The developer in Lagos has theoretical access to the same model as the engineer in San Francisco. She also needs electricity that does not cut out three times per day; internet bandwidth sufficient to support data-intensive interactions; hardware, at minimum a modern laptop; the educational background that produces the capacity for judgment; and all of these in an environment where the cost of each, relative to local wages, is multiples of what it would be in San Francisco. Segal acknowledges these barriers briefly in You On AI. Landes's framework demands a fuller reckoning, because the history of technological transitions shows that access disparities at the outset of a transition do not naturally narrow over time — they compound.

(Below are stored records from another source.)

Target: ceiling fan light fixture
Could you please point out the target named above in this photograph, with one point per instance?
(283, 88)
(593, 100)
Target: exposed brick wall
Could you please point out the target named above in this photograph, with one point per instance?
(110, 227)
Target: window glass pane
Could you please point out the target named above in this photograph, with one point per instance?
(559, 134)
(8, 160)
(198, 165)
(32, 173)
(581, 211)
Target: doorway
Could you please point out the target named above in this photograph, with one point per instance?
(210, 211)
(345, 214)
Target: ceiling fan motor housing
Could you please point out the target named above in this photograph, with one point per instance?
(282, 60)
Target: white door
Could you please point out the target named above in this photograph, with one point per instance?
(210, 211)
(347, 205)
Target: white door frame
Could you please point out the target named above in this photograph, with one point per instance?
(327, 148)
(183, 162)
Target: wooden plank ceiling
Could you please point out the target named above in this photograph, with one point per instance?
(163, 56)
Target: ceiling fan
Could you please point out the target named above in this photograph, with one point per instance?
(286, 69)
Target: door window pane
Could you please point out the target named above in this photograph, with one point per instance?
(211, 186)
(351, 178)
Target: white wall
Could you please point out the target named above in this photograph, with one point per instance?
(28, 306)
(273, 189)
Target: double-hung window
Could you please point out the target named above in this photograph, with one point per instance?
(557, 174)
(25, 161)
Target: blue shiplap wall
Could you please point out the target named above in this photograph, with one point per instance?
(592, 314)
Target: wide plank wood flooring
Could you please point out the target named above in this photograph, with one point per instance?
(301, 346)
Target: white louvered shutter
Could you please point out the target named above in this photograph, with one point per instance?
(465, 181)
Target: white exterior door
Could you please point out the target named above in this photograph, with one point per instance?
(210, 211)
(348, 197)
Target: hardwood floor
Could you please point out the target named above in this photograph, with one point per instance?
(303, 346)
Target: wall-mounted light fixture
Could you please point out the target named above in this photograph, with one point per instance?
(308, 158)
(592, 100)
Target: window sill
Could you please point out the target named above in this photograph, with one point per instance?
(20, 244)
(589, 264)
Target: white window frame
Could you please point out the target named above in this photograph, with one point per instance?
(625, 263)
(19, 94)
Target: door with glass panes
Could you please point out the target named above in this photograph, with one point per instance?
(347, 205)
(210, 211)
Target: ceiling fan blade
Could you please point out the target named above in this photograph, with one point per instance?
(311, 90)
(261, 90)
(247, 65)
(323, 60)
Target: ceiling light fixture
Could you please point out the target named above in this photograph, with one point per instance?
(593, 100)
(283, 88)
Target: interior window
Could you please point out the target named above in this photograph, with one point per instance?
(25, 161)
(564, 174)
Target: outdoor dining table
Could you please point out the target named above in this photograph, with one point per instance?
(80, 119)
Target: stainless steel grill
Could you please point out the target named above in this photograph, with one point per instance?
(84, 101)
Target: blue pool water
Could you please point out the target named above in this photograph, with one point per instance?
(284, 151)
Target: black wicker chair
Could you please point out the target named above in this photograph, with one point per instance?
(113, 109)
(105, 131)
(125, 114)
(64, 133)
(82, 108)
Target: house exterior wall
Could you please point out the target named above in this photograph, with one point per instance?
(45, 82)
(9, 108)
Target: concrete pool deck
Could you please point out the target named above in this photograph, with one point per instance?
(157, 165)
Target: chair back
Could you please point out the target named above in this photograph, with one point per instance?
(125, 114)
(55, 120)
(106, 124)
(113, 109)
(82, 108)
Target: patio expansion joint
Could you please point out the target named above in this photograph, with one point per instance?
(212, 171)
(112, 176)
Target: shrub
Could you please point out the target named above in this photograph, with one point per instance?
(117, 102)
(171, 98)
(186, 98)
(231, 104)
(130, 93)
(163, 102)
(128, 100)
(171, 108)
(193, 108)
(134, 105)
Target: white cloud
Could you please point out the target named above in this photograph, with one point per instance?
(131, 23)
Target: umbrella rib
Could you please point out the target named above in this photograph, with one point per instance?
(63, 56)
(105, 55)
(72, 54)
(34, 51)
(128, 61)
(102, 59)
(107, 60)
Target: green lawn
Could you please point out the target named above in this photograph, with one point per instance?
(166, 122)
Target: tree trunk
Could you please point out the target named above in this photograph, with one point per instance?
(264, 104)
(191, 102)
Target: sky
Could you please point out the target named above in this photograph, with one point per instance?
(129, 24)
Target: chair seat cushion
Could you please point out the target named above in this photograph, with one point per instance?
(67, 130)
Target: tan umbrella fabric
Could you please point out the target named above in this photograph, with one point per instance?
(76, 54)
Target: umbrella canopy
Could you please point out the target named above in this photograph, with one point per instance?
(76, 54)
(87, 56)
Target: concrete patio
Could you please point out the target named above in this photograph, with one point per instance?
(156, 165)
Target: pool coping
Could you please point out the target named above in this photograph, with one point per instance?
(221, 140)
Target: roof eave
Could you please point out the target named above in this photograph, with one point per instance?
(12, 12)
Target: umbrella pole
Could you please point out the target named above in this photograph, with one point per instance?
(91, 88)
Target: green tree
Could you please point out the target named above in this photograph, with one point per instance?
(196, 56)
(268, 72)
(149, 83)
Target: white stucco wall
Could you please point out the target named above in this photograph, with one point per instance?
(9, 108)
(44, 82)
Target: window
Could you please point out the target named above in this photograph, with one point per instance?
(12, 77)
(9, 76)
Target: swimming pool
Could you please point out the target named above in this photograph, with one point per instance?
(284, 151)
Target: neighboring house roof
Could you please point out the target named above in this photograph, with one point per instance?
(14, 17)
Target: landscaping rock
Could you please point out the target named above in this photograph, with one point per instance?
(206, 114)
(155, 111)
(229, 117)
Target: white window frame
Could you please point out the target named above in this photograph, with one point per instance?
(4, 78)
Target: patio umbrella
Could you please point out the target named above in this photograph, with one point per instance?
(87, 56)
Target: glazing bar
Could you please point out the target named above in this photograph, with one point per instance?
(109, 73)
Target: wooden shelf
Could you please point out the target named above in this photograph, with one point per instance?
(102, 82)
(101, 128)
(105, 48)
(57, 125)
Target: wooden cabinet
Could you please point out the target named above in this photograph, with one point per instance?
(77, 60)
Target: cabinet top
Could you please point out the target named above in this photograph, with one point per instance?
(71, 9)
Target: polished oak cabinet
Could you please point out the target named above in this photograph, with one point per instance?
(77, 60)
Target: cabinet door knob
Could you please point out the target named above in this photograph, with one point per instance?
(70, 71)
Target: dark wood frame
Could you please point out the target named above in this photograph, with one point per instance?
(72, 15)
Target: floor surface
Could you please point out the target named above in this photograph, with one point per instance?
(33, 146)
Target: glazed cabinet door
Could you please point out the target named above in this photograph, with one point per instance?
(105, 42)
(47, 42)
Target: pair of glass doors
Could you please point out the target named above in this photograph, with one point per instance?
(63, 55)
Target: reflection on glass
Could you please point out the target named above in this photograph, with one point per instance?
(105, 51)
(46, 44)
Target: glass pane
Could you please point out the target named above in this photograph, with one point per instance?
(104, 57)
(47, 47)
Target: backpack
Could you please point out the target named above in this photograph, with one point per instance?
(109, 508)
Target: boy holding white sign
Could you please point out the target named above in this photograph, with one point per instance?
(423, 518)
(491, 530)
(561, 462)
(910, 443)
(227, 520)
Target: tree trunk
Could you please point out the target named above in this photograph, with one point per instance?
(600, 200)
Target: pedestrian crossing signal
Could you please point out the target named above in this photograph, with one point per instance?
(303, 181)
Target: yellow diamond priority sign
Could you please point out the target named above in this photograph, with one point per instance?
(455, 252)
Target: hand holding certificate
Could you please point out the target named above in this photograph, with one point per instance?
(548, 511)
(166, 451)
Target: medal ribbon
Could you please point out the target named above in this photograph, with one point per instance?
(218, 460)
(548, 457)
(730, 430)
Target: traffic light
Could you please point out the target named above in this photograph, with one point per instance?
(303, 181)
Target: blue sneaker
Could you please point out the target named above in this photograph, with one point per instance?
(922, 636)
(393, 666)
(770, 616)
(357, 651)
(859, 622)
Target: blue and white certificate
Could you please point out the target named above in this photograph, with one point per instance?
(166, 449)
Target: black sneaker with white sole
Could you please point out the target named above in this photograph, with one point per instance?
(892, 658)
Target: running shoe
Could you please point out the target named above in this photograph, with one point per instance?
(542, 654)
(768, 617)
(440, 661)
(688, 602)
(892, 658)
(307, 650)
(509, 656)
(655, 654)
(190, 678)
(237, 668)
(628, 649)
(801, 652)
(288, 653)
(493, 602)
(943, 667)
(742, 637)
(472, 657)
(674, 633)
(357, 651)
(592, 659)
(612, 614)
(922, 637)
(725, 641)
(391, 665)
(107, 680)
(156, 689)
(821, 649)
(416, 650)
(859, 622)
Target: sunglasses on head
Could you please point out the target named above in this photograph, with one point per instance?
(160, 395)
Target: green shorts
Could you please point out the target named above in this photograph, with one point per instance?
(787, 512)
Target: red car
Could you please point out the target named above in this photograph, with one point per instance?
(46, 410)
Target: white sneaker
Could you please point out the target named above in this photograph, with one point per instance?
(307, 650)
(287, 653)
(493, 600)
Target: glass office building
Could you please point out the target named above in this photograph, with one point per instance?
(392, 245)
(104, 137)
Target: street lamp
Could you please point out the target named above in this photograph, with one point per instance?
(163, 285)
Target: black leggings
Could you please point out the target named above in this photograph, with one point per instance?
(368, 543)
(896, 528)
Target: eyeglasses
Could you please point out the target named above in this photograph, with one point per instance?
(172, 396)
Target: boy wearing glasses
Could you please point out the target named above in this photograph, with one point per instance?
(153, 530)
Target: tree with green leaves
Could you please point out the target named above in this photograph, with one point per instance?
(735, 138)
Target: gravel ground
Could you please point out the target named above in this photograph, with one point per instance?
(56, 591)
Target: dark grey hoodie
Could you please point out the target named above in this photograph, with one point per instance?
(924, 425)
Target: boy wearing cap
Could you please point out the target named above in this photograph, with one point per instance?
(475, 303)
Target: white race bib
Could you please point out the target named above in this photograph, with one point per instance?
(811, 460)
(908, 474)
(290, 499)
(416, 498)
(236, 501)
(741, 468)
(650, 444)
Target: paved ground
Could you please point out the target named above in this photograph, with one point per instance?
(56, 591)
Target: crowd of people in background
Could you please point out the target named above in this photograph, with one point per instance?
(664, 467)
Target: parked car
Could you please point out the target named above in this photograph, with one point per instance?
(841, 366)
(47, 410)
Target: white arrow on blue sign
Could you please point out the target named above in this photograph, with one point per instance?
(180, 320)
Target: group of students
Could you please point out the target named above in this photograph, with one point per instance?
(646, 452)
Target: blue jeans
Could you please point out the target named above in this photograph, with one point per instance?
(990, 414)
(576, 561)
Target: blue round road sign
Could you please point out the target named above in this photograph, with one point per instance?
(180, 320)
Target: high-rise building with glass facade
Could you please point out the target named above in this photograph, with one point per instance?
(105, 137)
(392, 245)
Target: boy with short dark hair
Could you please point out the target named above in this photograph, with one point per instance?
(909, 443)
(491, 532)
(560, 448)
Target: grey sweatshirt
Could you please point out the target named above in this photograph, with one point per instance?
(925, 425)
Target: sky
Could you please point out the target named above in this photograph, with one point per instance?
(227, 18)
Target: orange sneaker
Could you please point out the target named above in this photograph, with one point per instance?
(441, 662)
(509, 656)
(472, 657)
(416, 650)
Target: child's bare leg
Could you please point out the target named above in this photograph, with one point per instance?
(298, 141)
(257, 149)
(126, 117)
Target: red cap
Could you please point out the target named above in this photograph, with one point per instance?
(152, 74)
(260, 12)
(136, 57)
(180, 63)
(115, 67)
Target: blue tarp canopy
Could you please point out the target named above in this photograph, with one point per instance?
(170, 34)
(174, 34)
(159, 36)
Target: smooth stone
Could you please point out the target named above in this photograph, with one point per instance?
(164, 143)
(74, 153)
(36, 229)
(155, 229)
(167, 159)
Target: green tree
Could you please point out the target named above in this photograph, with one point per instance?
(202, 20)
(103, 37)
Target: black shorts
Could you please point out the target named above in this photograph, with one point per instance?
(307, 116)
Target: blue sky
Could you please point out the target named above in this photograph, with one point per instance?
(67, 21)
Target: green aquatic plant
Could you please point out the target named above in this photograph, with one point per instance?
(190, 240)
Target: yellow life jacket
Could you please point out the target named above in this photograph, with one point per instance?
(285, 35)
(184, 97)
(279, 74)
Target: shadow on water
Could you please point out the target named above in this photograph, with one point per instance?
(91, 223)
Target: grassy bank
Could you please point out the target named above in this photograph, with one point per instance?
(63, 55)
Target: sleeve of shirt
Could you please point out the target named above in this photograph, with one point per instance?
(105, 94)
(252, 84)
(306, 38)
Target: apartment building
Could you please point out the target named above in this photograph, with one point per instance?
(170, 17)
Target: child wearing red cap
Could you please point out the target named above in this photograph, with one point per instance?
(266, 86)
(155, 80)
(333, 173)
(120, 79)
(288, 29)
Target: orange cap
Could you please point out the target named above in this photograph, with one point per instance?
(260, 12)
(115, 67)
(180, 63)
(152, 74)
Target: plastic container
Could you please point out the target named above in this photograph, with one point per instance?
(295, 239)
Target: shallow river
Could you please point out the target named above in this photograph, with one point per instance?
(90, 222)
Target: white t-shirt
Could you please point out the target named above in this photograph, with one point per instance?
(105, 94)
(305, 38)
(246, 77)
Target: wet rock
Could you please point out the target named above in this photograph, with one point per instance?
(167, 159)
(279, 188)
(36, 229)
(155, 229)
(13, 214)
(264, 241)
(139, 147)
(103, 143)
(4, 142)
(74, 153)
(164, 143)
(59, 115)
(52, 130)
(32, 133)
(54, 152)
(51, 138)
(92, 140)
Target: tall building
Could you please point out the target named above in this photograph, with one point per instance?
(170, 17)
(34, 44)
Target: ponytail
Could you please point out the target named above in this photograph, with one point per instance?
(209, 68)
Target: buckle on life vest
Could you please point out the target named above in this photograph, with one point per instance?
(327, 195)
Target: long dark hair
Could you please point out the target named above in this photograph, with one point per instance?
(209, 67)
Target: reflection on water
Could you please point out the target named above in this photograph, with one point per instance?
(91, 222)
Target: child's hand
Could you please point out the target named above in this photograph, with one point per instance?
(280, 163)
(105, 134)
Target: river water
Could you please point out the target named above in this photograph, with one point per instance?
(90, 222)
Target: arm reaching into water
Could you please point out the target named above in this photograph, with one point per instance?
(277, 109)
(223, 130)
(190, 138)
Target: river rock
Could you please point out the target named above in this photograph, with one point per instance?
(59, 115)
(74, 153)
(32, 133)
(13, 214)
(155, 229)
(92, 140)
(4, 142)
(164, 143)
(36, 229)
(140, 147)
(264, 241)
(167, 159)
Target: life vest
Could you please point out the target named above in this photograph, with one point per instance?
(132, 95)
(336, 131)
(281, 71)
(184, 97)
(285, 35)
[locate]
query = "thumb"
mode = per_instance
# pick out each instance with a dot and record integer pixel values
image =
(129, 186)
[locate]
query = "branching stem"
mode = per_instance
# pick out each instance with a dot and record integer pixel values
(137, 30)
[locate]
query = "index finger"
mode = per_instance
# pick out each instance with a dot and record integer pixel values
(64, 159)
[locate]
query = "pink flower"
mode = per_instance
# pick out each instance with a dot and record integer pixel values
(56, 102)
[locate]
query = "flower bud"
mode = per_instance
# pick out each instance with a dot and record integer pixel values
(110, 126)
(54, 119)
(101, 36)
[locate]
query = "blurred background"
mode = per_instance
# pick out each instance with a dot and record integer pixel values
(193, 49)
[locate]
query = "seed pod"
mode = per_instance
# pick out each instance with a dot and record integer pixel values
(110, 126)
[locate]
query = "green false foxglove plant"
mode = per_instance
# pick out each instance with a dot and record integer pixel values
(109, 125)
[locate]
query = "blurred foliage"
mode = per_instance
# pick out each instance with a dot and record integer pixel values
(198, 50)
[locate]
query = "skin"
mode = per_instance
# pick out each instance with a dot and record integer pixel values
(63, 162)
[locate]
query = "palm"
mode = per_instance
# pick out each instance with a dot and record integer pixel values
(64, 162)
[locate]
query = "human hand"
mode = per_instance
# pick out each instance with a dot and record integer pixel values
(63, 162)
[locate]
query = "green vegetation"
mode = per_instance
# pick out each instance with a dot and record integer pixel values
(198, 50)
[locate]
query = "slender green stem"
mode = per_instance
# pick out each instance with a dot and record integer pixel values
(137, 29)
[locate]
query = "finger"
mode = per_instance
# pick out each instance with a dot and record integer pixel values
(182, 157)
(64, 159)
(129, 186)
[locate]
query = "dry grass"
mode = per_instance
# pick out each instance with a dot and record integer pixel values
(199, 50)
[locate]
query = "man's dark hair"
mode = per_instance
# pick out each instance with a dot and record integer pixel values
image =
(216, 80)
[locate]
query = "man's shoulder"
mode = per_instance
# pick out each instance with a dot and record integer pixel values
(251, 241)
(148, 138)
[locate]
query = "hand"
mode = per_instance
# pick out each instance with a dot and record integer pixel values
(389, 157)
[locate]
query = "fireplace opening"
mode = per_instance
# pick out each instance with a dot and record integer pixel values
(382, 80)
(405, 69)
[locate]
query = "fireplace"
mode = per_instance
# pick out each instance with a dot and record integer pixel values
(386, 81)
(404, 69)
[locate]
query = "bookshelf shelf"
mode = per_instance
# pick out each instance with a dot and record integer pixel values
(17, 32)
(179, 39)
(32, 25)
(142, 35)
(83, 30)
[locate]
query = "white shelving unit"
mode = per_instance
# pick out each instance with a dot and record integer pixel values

The mechanism is straightforward. A technology that amplifies capability disproportionately benefits those who have the most capability to amplify. The knowledge worker in San Francisco was already more productive than the knowledge worker in Lagos before AI; after AI, the gap widens exponentially, because the infrastructure to support intensive AI use does not exist equally. The productivity gap widens. The wealth gap widens with it. The wealth gap determines capacity to invest in the infrastructure that would close the access gap, producing a self-reinforcing cycle.
Landes's answer, refined across decades of comparative development studies, was that the digital divide cannot be closed by technology transfer alone. It requires simultaneous investment in three layers: physical infrastructure (connectivity, electricity, hardware); educational infrastructure (the broad-based cultivation of cognitive competencies that make AI use productive); and institutional infrastructure (legal frameworks, professional norms, organizational practices that channel AI capability toward locally relevant problems). Each layer depends on the others, and the international development system is worst at delivering simultaneous, coordinated investment.
Landes's geographic conditioning argument is developed most fully in The Wealth and Poverty of Nations, drawing on comparative analysis across tropical versus temperate, landlocked versus coastal, and fragmented versus contiguous geographic settings.
Geography conditions, does not determine. Starting disadvantages are real; they can be overcome by institutional effort but do not disappear because one wishes they would.
Access is not capability. Theoretical AI access means little without the infrastructure — physical, educational, institutional — that makes access productive.
Compounding divergence. The AI amplifier widens existing gaps exponentially unless deliberate, sustained investment closes them.
Three-layer prescription. Physical, educational, and institutional infrastructure must be built simultaneously; investment in any one without the others produces incomplete capability.